Investment in infrastructure, in rail and road, in telecomms and broadband, and in new homes; supporting small businesses with public contracts, reformed business rates and a Welsh Development Bank; caring for people with more compassionate welfare and better funded healthcare.

These policies are all progressive priorities and all necessary to boosting Britain's economy out of its doldrums. But they're all just focused on making the best of the status quo - even with a little more devolution.

The problem for Plaid Cymru are that they're caught between fighting their long battle to pull Wales out of Labour's grip and fending off Tory efforts to to take advantage of Labour's, seemingly, ebbing strength.

The party are also affected by being close enough to power in Wales to play it safe. Its an outcome for the party's internal historical struggle, between nationalism and conservatism on the one hand, and a Left-wing community socialism upon the other.

The outcome of the struggle was a Centre/Centre-Left party of social democrats, comfortable with public intervention - much the same as Labour, just with its policies filtered through the lens of national identity.

The party matches the progressive parties at Westminster in their commitments. But where is the rebirth that Wales sorely needs?

Rebalancing Wales

Wales is a country whose political bonds are breaking It is split geographically and economically between South and North, between just two concentrations of people with a dearth of infrastructure and wealth lying between them.

In important ways, the situation of Wales reflect that of Western Europe, Europe and the West as a whole - rural versus urban, towns versus cities, richer versus poorer, migration & concentration, the centres becoming intolerable and the fringes being abandoned.

Politics in Wales hasn't helped. How deeply Labour has embedded itself in communities is a huge impediment to progress. At the local elections, there were many independents that made life difficult for Corbyn's Labour.

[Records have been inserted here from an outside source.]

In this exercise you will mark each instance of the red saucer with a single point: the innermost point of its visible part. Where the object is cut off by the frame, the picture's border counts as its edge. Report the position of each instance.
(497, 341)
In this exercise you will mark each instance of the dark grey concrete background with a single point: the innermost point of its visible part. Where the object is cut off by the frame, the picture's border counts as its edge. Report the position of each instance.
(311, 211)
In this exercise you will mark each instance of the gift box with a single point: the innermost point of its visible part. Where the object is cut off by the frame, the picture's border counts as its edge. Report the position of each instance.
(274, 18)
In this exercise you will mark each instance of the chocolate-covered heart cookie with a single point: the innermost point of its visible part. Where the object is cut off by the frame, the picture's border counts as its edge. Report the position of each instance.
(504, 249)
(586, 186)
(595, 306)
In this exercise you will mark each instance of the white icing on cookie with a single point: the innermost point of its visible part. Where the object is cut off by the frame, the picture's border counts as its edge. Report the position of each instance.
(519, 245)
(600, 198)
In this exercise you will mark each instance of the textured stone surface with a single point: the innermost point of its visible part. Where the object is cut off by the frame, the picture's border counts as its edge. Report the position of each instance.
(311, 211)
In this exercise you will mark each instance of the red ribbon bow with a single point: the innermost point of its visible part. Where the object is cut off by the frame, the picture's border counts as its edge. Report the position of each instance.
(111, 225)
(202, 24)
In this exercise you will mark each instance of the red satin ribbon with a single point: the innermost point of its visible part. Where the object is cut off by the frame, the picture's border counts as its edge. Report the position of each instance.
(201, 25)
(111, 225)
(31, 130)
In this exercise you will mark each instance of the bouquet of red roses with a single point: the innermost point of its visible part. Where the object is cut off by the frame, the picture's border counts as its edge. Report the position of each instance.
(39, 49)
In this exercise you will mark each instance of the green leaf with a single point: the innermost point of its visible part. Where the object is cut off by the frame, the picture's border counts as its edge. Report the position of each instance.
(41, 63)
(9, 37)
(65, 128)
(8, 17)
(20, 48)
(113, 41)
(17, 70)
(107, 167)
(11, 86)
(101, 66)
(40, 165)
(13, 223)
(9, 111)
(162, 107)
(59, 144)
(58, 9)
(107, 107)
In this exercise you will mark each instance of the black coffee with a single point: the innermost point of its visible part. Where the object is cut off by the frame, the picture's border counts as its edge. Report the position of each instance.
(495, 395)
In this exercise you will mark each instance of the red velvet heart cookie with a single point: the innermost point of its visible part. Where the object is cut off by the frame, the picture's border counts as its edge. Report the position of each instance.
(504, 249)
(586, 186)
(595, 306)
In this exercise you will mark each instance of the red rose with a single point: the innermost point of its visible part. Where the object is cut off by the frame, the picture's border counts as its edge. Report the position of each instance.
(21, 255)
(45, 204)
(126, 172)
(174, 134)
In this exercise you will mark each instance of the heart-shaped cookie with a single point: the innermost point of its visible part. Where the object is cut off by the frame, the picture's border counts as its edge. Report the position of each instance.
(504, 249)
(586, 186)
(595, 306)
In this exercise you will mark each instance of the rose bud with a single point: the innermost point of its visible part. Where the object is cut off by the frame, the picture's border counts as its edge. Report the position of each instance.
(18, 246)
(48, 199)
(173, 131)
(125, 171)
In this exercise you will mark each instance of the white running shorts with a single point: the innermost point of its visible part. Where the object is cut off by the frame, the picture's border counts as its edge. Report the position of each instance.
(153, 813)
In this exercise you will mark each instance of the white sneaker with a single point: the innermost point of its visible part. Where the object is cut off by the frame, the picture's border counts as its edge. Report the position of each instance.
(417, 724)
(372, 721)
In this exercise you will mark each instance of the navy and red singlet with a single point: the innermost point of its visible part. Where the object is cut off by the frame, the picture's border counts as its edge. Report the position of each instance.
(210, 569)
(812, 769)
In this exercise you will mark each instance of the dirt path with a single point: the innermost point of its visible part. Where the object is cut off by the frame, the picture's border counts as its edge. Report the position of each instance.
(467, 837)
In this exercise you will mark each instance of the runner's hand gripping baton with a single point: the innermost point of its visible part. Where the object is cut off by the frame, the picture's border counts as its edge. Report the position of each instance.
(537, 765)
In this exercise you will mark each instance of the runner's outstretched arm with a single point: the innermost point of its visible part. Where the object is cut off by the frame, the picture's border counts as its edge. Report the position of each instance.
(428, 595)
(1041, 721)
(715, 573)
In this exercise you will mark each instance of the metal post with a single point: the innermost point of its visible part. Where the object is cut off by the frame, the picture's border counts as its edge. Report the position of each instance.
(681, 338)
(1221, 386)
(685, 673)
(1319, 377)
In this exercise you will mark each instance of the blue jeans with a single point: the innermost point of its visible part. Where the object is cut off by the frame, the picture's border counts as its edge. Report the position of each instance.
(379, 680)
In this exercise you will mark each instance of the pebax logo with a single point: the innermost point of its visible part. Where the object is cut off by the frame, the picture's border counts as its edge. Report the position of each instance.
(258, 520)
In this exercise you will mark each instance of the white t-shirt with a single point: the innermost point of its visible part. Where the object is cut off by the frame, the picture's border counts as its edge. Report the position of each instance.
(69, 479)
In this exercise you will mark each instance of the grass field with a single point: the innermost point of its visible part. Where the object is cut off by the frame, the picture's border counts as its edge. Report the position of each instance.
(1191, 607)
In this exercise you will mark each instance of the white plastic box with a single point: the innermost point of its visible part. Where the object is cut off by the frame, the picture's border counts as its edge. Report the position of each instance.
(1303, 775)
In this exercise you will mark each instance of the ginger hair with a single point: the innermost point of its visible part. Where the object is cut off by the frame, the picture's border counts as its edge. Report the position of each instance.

But beneath that simpler narrative was a more complicated one, of Labour versus unofficial Labour.

That situation is a problem, because Wales right now needs less Westminster and more grassroots. It needs an Ada Colau more than it needs a Jeremy Corbyn.

Plaid Cymru should be better positioned that any other party in Wales to offer some truly radical alternatives. Among the party's founders was DJ Davies, also a founding member of Welsh Labour, an industrialist and economist who believed in the economics of co-operation and putting control in the hands of workers.

In their current manifesto, the part that comes closest to a project for rebirth is "Putting energy into our environment". Their plans, to support a national electric car infrastructure, green energy tidal lagoons and decentralised public energy, strike a theme of industry reborn under community ownership that thrusts towards the heart of what Wales needs. But it gets too little focus.

A New Mentality

Wales needs a new mentality, based on a radical devolution to the local level - to reengage people with the power and funds to rebuild their communities. But it can't be just urban municipalism.

It needs a movement that can give towns, both urban and rural, back into the hands of their communities and reinvigorate civic life - a locally focused, municipal-agrarian movement that can be brave and rethink how we approach rural life and make it sustainable in the future.

A movement that is prepared to imagine new ways to build the bonds between communities. That builds a sense of common identity by building the bonds between communities, that builds a sense of country by building a country.

Wales needs a brave new vision. A revival. Yet nobody is truly offering one. As it stands, fresh polls suggest Corbyn's Labour may make it through it's dark Welsh night. It doesn't deserve to, but New Labour's cynical adage remains true: there still isn't really an alternative.